My mindset changed from getting a PR to finishing strong with the best bike and run I could muster. I got my bike and pushed hard through the 12 miles, changed over to the run and worked as hard as I could to get through. I was one of the last ones finished. I was tenth in my age group (not many 53-year-old females) and it took me 2 hours and 50 minutes. I was so disappointed. I tried to find comfort in the fact I had finished. But I was disheartened and exhausted. The 60-minute drive home was so lonely and long. I paid a huge price for pushing myself that hard. I ultimately ended up having to take a six week leave from work and had trouble doing any kind of exercise for several months.

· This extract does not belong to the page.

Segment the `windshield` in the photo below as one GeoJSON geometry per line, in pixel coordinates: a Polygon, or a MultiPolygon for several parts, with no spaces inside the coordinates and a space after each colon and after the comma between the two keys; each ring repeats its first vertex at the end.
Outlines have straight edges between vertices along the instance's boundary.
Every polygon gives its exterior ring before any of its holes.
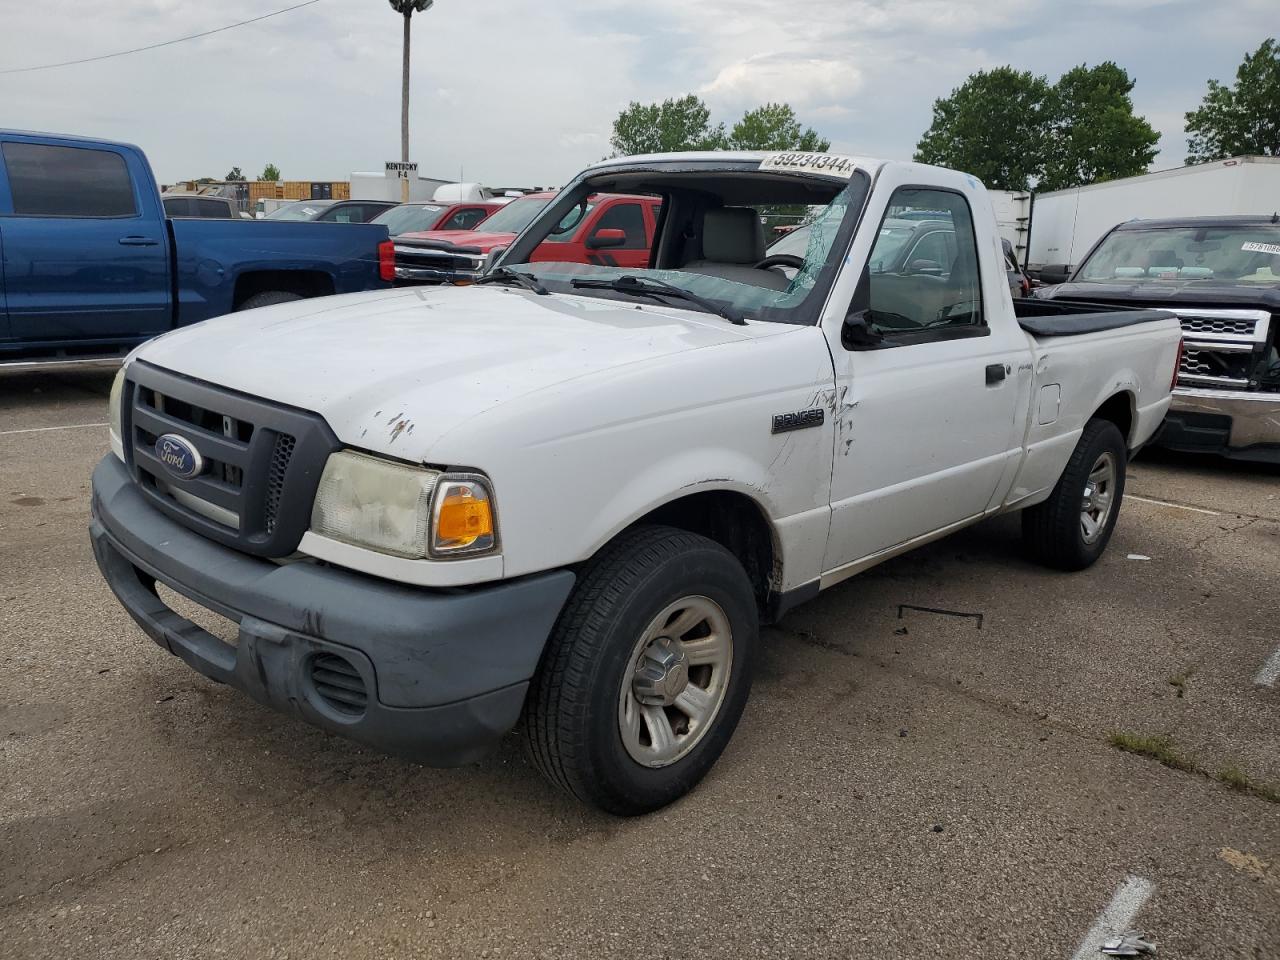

Finally, I was able to start walking again. But every time I would try to jog my joints and muscles would scream out in pain. I couldn’t go fast enough to get my heart rate up. I hired a personal trainer and we worked for three months on trying to build my strength to try and compensate for the pain in my back and knees, but I hardly made any progress at all. With all the stress and inactivity, I gained weight and the increased weight just made everything harder. I was starting to feel like there was no hope. Then a dear friend introduced me to B3 bands. I was skeptical for sure! But I started using them. I have only been using them for three weeks and for the first time in almost two years I was able to slowly jog almost two miles. I was elated. I finally feel some hope again.
“The B3 Bands are based on a scientific discovery in exercise that uses BFR (Blood Flow Resistance). While doing light exercise with the B3 Bands on my arms or legs, the blood exiting out of the venous system back to the heart is slowed down. This reduction in blood flow while doing exercises causes the muscle to fatigue quicker. When a muscle fatigues, a signal is sent to the brain which results in a surging hormone release. These hormones then send a signal back to the muscles to stimulate them to adapt. This hormone release has many other anti-aging and rejuvenating effects on the Body.” Dr. Mike DeBord
I wanted to wait and share this information with you after I had started losing weight and was able to run further but I am so happy about getting stronger that I can’t keep quiet! I feel so blessed to have been given this new tool. If you want to learn more about B3 bands or try them out, please message me or checkout my website – B3 Bands. I am looking forward to keeping you posted on how I am doing and have my sights set on doing an Olympic triathlon once again!!
Sometimes things don’t turn out as planned but there is always a lesson that eventually will become a gift to get you through the next big thing and help you on your journey going forward. You may have to take a different route but never give up.
2 thoughts on “My last, not final triathlon!”
well! I for one think you are one of the most amazing and inspiring people I have ever known!